Doyle was exposed to music at an early age through his family. A dare from a childhood friend and lack of formal training allowed him to develop his signature left-hand finger picking style – a style that informed the sound of the first Irish-American super-group Solas. Since then, Doyle has continued to hone his craft on the road and in the studio, earning a Grammy nomination for his collaboration with fiddler Liz Carroll in 2010 on Double Play (Compass Records).   He has also collaborated with some of the most revered names in the genre including Heidi Talbot, Tim O’Brien and fellow Solas founder Karan Casey and, from 2008-2010, served as band leader for folk icon Joan Baez on her worldwide tour.

On Shadow and Light, Doyle pays tribute to Irish musical tradition while forging a path of his own on a set of largely original songs characterized by his rhythmic and harmonic genius.  History and stories pervade the album’s eleven tracks from the first lyrics of the album opener “Clear the Way” – a translation from the old Gaelic “Faugh A Ballagh” which was the rallying cry of the Irish Brigade in the American Civil War. The song tells the story of the “Fighting 69th,” and their tragic battle at Fredricksburg, Virginia where their numbers were reduced from over 1600 to less than 300 by another predominantly Irish Confederate Regiment.

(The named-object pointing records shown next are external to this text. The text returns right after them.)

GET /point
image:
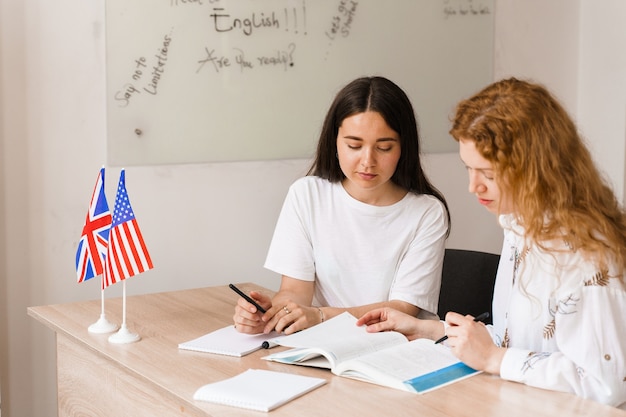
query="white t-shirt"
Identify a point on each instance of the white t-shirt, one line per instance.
(358, 253)
(564, 323)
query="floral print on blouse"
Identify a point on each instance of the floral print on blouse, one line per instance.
(562, 319)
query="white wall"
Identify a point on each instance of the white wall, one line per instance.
(204, 224)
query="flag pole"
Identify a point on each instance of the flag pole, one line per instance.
(124, 335)
(102, 325)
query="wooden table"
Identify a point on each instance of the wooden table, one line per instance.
(152, 377)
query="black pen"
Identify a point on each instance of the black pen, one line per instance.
(479, 317)
(247, 298)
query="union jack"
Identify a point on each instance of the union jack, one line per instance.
(92, 247)
(127, 254)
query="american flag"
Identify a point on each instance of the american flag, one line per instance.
(127, 254)
(92, 247)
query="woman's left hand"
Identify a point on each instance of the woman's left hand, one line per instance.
(289, 317)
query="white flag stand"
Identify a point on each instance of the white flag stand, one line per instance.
(102, 325)
(123, 335)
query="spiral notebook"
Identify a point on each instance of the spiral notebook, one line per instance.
(258, 389)
(227, 341)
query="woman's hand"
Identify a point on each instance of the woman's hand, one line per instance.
(290, 317)
(247, 318)
(471, 342)
(385, 319)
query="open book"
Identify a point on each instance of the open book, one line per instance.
(385, 358)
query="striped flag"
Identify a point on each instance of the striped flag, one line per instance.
(92, 247)
(127, 254)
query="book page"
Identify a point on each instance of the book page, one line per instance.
(417, 366)
(338, 339)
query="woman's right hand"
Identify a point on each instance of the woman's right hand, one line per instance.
(385, 319)
(247, 317)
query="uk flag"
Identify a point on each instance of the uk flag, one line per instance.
(92, 247)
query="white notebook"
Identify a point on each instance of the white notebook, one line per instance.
(258, 389)
(227, 341)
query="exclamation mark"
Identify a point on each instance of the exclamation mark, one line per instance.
(304, 16)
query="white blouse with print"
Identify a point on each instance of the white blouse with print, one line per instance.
(563, 320)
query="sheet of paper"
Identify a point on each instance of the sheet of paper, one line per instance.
(227, 341)
(258, 389)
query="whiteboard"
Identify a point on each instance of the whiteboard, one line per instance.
(192, 81)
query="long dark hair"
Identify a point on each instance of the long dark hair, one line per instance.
(380, 95)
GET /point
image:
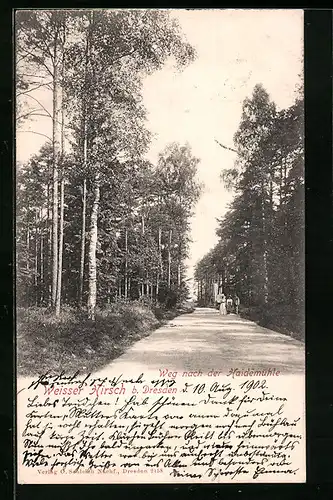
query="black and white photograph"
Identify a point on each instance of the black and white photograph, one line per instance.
(160, 296)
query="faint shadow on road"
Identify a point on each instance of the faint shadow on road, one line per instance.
(204, 340)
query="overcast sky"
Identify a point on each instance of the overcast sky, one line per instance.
(236, 49)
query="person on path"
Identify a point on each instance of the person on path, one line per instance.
(223, 310)
(236, 303)
(229, 304)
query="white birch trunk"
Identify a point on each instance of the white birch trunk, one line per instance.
(92, 267)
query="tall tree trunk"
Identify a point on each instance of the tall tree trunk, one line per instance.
(126, 263)
(92, 266)
(159, 263)
(264, 240)
(61, 222)
(61, 245)
(83, 239)
(56, 154)
(169, 258)
(36, 259)
(84, 184)
(42, 280)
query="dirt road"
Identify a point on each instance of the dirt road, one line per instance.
(204, 340)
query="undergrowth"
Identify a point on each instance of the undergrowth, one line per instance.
(71, 342)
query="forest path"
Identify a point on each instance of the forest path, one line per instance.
(204, 340)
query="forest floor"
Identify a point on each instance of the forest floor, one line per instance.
(72, 342)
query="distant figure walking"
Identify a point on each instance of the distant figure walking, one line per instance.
(223, 309)
(229, 304)
(236, 303)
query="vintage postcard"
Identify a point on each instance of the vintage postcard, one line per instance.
(160, 246)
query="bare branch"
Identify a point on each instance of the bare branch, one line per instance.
(35, 88)
(32, 132)
(41, 105)
(225, 147)
(38, 59)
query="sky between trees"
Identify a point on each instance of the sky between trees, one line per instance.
(236, 49)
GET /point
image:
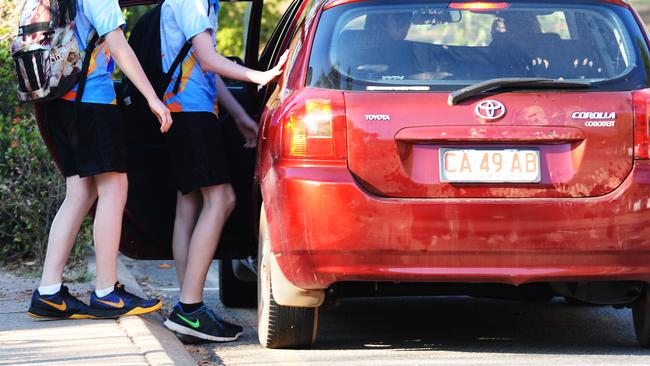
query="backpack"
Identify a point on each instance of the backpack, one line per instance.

Another stand out track is “The Arabic,” named for the ship Doyle’s grandfather boarded to immigrate to America. A German submarine attacked the SS Arabic and Doyle’s grandfather was plucked out of the flotsam by a rescue boat and sent back to Ireland. “It’s all true, as far as I know,” smiles the boyish Doyle.  Another family ode, “Tribute to Donal Ward/ The Curraghman” is an instrumental homage to Doyle’s rustic uncle Donal Ward and serves as the perfect showcase for Doyle’s virtuosic finger picking style.  Family is a recurring theme; the album also includes “Little Sparrow,” a song for Doyle’s daughter that has been regularly featured in his live set.  Throughout the album Doyle is accompanied by a cast of some of the most stellar players in acoustic music including Tim O’Brien (vocals, mandolin), Alison Brown (banjo), Kenny Malone (percussion), Stuart Duncan (fiddle), Todd Phillips (bass), John Williams (accordion), Pete Grant (lap steel) and Michael McGoldrick (uillean pipes and flute).

When not at home in Asheville, NC, Doyle tours globally, and has appeared frequently at many of the taste-maker festivals in acoustic music including Celtic Connections in Glasgow, the Dublin Irish Music Festival in Dublin OH, MerleFest, Milwaukee Irish Festival, Sebastopol Celtic Festival, and the All-Ireland Fleadh.  In addition to his work as a solo artist, he also performs regularly with other starts of the genre Andy Irvine, John Williams, Karan Casey, Liz Carroll and others.  Doyle has also appeared on nationally syndicated radio shows including Prairie Home Companion and Mountain Stage and, in 2009, performed for President Obama in honor of St Patrick’s Day.